Rather than being dominated by prospects for U.S. policy, they’re falling as commodity values collapse. South Africa’s rand dropped to a 13 1/2-year low against the dollar, even after minutes of the Fed’s July meeting prompted traders to pare bets on a rate increase next month. Kazakhstan’s tenge plunged a record 23 percent after the country relinquished control of its exchange rate.
“The moves in EM are getting pretty wild,” said Peter Rosenstreich, chief market strategist at Swissquote Bank SA in Gland, Switzerland. “There’s probably not a big difference between September and December — it would psychologically change the game if they pushed it out to 2016.”
The rand slipped 0.6 percent to 12.9708 per dollar as of 10:54 a.m. London time, after weakening through 13 for the first time since 2001. The Aussie dropped 0.6 percent, the most in more than a week, to 73.01 U.S. cents.

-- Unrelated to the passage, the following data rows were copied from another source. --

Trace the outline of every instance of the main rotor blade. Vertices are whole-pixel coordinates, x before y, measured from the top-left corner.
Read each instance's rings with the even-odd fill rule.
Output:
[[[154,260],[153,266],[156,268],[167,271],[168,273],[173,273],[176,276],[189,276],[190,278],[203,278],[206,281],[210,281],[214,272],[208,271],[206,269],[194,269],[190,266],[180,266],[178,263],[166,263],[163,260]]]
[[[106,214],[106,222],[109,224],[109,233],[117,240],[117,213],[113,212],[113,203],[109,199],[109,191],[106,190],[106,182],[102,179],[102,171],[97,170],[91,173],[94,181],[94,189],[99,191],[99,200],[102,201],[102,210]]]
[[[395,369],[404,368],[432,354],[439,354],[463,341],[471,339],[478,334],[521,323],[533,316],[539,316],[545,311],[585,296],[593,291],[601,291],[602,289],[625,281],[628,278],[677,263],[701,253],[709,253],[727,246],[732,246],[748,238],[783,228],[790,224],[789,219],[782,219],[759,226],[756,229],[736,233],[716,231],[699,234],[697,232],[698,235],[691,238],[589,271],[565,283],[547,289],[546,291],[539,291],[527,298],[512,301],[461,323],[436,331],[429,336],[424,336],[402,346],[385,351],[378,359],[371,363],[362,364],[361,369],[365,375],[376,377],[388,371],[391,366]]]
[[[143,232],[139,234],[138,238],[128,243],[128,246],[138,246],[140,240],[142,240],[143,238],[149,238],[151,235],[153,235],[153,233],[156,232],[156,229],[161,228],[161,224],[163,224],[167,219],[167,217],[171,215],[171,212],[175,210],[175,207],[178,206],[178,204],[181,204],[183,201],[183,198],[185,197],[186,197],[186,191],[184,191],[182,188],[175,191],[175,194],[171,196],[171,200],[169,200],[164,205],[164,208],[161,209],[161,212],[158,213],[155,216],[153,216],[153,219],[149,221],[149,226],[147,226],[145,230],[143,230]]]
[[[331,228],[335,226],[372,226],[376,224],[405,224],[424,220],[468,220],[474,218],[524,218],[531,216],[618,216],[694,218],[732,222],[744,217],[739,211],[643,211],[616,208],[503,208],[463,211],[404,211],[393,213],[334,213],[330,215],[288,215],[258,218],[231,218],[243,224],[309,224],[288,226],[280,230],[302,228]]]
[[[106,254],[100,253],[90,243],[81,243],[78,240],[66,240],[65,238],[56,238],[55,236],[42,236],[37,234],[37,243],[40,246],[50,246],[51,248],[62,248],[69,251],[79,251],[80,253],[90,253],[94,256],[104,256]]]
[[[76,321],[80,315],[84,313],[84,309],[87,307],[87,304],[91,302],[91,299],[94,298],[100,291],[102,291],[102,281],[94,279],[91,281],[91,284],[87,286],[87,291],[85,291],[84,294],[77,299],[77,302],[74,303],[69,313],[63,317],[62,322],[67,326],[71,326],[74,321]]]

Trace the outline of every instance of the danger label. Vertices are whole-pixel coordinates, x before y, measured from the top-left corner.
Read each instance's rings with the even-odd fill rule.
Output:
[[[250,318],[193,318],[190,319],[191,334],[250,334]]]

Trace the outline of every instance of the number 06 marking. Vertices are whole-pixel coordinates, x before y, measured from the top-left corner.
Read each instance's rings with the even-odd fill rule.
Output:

The euro climbed 0.3 percent to $1.1157, adding to Wednesday’s 0.9 percent gain, while the yen was little changed at 123.83 to the dollar, compared with a 13-year low of 125.86 reached June 5.
Traders reduced odds on a September rate increase by the Fed to less than 40 percent. Futures show a 66 percent chance the U.S. central bank will act in December.
Minutes of its last policy meeting published Wednesday showed most officials didn’t consider that the conditions for the first rate increase in nine years had been reached. Still, participants said conditions “were approaching that point” where the world’s largest economy could sustain a slight increase in borrowing costs.
Emerging-market currencies around the world are meanwhile plunging in line with commodities. Kazakhstan, central Asia’s biggest crude exporter, moved to a free float on Thursday, a day after Vietnam marked down the dong for the third time this year.